Die Gründe warum ich vor einer Migration auf Linux (z.B. KVM) zurück schrecke sind Relativ einfach (zu mindest die Hauptgründe):
1. Ich habe die Anlage im Testbetrieb bei mir im Server Raum gehabt, habe den Server dort eingerichtet und bin recht schnell auf Grund der beschiedenen Anbindung an die Grenzen gekommen. Deshalb wurde das komplette Reck (samt der anderen Linux Server) abgebaut und steht nun bei einem großen Anbieter im Rechenzentrum in Irland. Da ich physisch nicht an den Server ran komme ist es etwas schwierig den neu zu installieren.

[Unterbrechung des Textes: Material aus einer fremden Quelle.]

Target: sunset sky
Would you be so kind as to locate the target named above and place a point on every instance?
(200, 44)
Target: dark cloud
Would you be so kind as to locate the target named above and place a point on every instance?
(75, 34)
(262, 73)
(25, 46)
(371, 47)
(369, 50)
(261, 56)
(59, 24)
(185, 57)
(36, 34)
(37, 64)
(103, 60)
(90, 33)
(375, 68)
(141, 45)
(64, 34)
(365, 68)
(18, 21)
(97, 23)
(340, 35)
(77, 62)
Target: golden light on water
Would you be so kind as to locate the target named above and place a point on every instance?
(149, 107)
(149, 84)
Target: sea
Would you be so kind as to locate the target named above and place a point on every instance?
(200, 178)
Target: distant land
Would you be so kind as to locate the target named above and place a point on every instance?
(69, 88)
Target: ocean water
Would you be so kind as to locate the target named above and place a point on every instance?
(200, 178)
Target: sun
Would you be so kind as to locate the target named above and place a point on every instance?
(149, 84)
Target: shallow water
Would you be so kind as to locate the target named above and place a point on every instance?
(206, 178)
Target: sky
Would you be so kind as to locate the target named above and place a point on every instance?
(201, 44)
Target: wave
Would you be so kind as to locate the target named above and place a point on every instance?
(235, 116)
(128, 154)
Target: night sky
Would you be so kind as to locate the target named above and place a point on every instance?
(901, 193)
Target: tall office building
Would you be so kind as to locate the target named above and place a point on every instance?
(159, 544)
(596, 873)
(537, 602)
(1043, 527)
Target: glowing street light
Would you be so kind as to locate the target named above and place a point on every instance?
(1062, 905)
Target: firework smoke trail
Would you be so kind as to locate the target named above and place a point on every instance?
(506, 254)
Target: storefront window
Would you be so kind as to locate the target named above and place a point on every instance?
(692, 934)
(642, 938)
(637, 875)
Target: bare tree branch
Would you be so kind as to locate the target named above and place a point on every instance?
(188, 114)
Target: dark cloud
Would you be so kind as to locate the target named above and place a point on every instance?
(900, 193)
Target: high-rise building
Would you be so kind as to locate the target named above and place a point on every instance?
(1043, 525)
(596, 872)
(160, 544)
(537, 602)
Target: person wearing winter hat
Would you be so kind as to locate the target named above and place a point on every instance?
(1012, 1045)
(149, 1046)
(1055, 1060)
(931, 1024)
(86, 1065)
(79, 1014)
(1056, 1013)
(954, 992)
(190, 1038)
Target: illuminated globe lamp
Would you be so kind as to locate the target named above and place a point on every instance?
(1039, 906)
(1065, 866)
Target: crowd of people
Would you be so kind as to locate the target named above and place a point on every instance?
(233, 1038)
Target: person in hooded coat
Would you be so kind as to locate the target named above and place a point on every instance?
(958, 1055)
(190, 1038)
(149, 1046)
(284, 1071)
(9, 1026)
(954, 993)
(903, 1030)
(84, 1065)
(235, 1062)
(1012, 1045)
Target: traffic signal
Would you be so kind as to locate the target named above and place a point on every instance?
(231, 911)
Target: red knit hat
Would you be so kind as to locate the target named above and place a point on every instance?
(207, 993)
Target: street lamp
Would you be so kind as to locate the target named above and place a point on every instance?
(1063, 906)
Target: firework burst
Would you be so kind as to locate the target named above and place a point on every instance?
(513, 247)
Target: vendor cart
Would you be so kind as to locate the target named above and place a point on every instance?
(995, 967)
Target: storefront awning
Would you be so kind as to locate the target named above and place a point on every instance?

Ganz abgesehen davon das ich es nicht riskieren möchte eine der Produktivsten Maschinen aus der Ferne neuzuinstallieren ohne die Möglichkeit im Notfall eine Windows DVD reinzuschielen und die Backups wieder herzustellen. Abgesehen davon habe ich kein PXE Server vor Ort bzw kann das Netz nicht beeinflussen.
2. Ich brauche eine Windows Server für eine Applikation. Da im Liesing Vertrag die WindowsServer Lizenz inc. 500 User CALs enthalten (allerdings in Abhängigkeit zu der Installation auf dem geliesten Server) wollte ich diese nicht noch mal extra kaufen.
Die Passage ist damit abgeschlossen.